En este sentido consideró que debido a su formación académica y profesional, Asprilla sabía que estaba incurriendo en una falta disciplinaria, puesto que era clave que al momento de su nombramiento como cabildante revisar y verificar su situación.

Para el Ministerio Público, Asprilla tuvo todas las herramientas para verificar si seguía apareciendo como apoderado en una demanda contra el Distrito por el derrumbe del relleno de Doña Juana en 1997, hechos por los cuales fue condenada la ciudad. (Ver Condenan al Distrito al pago de $227 mil millones por derrumbe de Doña Juana)

“La falta dolosa o culposa al posesionarse en el cargo siendo apoderado en una demanda contra el Estado fue evidentemente clara. Tuvo conocimiento de todo esto incluso mucho antes de salir del país, puesto que entregó un poder a su sobrina para que lo representara en actos públicos y políticos”, indicó el procurador del caso.

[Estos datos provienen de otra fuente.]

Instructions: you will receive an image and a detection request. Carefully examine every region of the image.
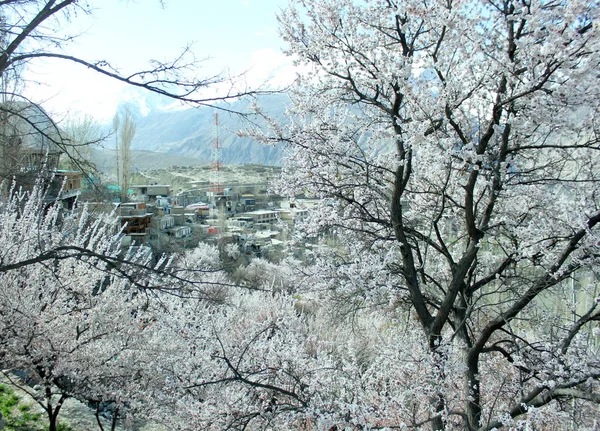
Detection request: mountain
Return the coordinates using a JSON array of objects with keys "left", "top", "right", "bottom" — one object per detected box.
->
[{"left": 115, "top": 92, "right": 289, "bottom": 166}]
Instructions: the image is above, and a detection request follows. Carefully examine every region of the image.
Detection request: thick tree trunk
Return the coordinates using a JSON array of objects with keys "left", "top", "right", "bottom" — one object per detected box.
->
[
  {"left": 47, "top": 409, "right": 58, "bottom": 431},
  {"left": 430, "top": 344, "right": 448, "bottom": 431},
  {"left": 44, "top": 388, "right": 65, "bottom": 431},
  {"left": 466, "top": 359, "right": 482, "bottom": 431}
]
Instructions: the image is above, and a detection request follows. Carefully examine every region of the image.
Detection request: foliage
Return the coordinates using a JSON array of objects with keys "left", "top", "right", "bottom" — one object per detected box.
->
[{"left": 0, "top": 181, "right": 251, "bottom": 431}]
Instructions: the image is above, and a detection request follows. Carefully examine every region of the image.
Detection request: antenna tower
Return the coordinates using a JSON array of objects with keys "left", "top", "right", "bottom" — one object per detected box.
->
[{"left": 210, "top": 111, "right": 222, "bottom": 194}]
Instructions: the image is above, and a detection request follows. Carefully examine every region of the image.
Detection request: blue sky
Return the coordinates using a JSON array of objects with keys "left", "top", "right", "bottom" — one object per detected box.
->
[{"left": 24, "top": 0, "right": 291, "bottom": 120}]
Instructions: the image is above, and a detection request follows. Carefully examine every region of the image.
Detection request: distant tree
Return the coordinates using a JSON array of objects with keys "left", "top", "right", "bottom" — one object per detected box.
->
[
  {"left": 240, "top": 0, "right": 600, "bottom": 429},
  {"left": 0, "top": 101, "right": 62, "bottom": 194},
  {"left": 118, "top": 109, "right": 135, "bottom": 203},
  {"left": 110, "top": 109, "right": 121, "bottom": 203},
  {"left": 61, "top": 113, "right": 102, "bottom": 171}
]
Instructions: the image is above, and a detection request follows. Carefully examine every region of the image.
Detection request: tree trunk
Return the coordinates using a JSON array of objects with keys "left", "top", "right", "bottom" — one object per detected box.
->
[
  {"left": 111, "top": 407, "right": 119, "bottom": 431},
  {"left": 466, "top": 358, "right": 482, "bottom": 431},
  {"left": 45, "top": 390, "right": 65, "bottom": 431},
  {"left": 48, "top": 409, "right": 58, "bottom": 431},
  {"left": 430, "top": 343, "right": 448, "bottom": 431},
  {"left": 431, "top": 398, "right": 446, "bottom": 431}
]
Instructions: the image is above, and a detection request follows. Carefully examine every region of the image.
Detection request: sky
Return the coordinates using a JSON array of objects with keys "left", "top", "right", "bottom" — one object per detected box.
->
[{"left": 23, "top": 0, "right": 292, "bottom": 121}]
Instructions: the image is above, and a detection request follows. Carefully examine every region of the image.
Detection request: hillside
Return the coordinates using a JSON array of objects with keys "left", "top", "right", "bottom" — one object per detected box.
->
[{"left": 90, "top": 148, "right": 206, "bottom": 174}]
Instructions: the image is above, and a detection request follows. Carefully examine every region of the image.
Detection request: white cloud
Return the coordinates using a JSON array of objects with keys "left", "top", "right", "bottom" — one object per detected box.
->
[
  {"left": 21, "top": 47, "right": 298, "bottom": 122},
  {"left": 23, "top": 59, "right": 125, "bottom": 122},
  {"left": 245, "top": 48, "right": 297, "bottom": 89}
]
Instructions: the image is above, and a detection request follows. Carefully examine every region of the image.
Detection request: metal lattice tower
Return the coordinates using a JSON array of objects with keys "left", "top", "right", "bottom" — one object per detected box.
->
[{"left": 209, "top": 111, "right": 222, "bottom": 194}]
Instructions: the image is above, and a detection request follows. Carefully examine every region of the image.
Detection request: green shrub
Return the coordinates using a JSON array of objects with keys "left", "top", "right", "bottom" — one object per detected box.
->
[
  {"left": 1, "top": 384, "right": 77, "bottom": 431},
  {"left": 0, "top": 383, "right": 44, "bottom": 431}
]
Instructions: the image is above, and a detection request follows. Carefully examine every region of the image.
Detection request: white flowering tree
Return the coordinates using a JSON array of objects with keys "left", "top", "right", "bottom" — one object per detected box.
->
[
  {"left": 241, "top": 0, "right": 600, "bottom": 429},
  {"left": 0, "top": 184, "right": 281, "bottom": 431},
  {"left": 0, "top": 181, "right": 175, "bottom": 431}
]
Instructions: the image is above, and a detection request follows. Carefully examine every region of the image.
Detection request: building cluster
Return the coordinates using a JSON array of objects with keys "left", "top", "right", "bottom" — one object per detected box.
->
[
  {"left": 0, "top": 101, "right": 310, "bottom": 262},
  {"left": 107, "top": 183, "right": 312, "bottom": 259}
]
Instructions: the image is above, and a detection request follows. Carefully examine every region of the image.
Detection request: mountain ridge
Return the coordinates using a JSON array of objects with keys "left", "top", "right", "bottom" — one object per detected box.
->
[{"left": 112, "top": 92, "right": 288, "bottom": 166}]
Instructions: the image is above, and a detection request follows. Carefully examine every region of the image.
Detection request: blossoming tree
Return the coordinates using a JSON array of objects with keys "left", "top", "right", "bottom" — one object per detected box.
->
[
  {"left": 243, "top": 0, "right": 600, "bottom": 429},
  {"left": 0, "top": 181, "right": 172, "bottom": 431}
]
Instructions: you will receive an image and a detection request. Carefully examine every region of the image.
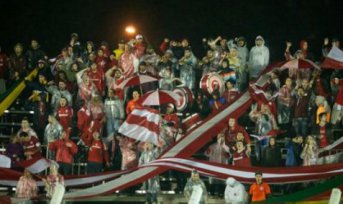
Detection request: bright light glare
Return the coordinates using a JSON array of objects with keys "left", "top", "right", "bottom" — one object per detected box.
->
[{"left": 125, "top": 26, "right": 136, "bottom": 34}]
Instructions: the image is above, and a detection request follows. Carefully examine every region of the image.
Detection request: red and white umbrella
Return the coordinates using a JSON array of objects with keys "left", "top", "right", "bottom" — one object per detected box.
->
[
  {"left": 280, "top": 59, "right": 320, "bottom": 70},
  {"left": 137, "top": 89, "right": 181, "bottom": 106},
  {"left": 117, "top": 74, "right": 158, "bottom": 89}
]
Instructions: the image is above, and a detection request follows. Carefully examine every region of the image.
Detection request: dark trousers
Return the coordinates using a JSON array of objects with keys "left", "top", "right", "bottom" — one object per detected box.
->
[
  {"left": 87, "top": 162, "right": 103, "bottom": 174},
  {"left": 58, "top": 162, "right": 73, "bottom": 175}
]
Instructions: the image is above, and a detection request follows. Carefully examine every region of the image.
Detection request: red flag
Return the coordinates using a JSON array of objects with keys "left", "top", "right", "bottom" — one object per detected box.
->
[{"left": 322, "top": 47, "right": 343, "bottom": 69}]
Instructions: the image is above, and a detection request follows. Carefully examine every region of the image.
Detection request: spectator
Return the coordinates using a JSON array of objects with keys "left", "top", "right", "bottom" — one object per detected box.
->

En este sentido la Procuraduría insistió en que para la época de los hechos el secretario de Gobierno vulneró lo establecido en la ley sobre la prohibición y compatibilidad de los concejales.

“No está bien por ética profesional que un concejal de Bogotá aparezca como apoderado en un proceso judicial contra el Distrito (…) Cuando se posesionó no advirtió estar inmerso en el régimen de inhabilidades”, indicó la Procuraduría.

Igualmente se mencionó el hecho que hace menos de un mes el Consejo de Estado emitió un fallo en contra del Distrito y se le ordenó el pago de 227 mil millones de pesos, advirtiendo que en dicha acción judicial seguía apareciendo como apoderado Guillermo Asprilla.

“En las pruebas documentales y testimoniales se tiene que infringió el artículo que establece incompatibilidades a concejales de ser apoderados de casos relacionados con el Distrito”, indicó el fallo.

La falta se calificó como gravísima a título de dolo porque confluyó en el sancionado el conocimiento de la prohibición y su conciencia de capacidad individual de acción y no realizó actuación alguna para evitar infringir la Ley, máxime cuando con su experiencia como litigante, debía saber que el poder general que otorgó a la abogada Florian Asprilla, para que tuviera efectos legales, debía registrarse ante los estrados judiciales.